Ibrahim ‘alaihissalam adalah teladan dalam keteguhan memegang prinsip dan aqidah yang diyakininya. Demi mempertahanan keyakinannya, beliau berhadapan dengan seorang penguasa dzalim yang memaksakan pemahaman yang bertentangan dengan nilai-nilai tauhid. Bahkan beliau dilemparkan ke dalam kobaran api,sebagai balasan yang harus beliau rasakan setelah menghancurkan patung-patung yang disembah oleh kaumnya.Ibrahim melakukan hal itu dalam usia yang masih sangat muda. Hal ini sebagaimana diabadikan dalam ayat Al Qur’an :” Mereka berkata: Kami dengar ada seorang pemuda yang mencela berhala-berhala ini, namanya Ibrahim (QS Al Anbiya :58-60).

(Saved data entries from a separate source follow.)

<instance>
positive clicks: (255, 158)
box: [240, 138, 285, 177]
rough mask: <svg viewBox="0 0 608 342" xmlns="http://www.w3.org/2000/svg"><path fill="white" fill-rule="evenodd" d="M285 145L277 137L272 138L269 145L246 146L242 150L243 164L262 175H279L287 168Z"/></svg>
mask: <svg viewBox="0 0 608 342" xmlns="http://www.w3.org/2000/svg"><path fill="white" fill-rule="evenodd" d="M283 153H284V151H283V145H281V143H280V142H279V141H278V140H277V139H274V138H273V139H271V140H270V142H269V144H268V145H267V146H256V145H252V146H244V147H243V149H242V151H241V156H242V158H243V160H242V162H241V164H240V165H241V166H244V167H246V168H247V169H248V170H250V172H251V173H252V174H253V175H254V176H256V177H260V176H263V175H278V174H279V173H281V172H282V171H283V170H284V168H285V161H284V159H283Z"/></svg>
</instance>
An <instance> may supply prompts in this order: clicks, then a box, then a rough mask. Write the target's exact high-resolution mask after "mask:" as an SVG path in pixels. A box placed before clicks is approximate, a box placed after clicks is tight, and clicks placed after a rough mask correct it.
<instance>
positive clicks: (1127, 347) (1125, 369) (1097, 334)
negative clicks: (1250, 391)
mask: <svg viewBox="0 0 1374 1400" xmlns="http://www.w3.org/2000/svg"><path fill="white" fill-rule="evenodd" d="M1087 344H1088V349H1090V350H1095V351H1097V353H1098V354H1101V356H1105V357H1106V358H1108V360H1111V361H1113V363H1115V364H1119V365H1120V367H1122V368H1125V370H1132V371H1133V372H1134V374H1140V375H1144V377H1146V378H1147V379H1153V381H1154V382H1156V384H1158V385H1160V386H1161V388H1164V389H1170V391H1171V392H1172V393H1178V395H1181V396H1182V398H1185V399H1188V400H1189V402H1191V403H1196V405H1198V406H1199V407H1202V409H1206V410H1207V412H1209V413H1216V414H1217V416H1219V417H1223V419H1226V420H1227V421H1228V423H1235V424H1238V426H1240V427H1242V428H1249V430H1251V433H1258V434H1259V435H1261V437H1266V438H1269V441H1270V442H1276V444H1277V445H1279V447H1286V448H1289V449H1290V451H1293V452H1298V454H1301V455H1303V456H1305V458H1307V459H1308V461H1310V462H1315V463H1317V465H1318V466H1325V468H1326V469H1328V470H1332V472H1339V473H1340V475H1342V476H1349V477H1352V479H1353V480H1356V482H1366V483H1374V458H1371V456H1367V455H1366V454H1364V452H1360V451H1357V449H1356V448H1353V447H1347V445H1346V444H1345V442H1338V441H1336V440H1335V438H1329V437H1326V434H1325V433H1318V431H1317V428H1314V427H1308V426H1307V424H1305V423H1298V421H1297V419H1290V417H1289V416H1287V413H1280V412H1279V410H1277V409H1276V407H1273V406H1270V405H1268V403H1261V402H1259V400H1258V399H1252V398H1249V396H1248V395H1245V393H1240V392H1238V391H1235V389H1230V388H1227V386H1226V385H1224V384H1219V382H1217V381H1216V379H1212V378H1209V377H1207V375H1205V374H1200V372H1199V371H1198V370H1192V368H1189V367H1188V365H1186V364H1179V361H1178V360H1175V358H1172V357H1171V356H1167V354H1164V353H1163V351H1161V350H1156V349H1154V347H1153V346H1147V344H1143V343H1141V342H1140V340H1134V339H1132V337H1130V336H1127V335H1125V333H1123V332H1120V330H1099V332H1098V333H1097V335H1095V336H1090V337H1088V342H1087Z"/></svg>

Ujian yang dihadapi Nabi Ibrahim tidak hanya berasal dari luar. Bahkan ujian dalam keluarga juga menjadi bagian dari cobaan yang harus dilewati oleh Ibrahim ‘alaihissalam dalam mempertahankan dan memperjuangkan idealisme aqidah tauhid.

Dalam ayat Al Qur’an Allah mengabadikan dialog antara Ibrahim dengan ayahnya yang penyembah bahan pembuat berhala. Azar, ayah Ibrahim, mengancam akan merajam Ibrahim jika beliau tidak menghentikan da’wah tauhidnya. Dialog tersebut dapat kita baca dalam QS:Maryam: 46.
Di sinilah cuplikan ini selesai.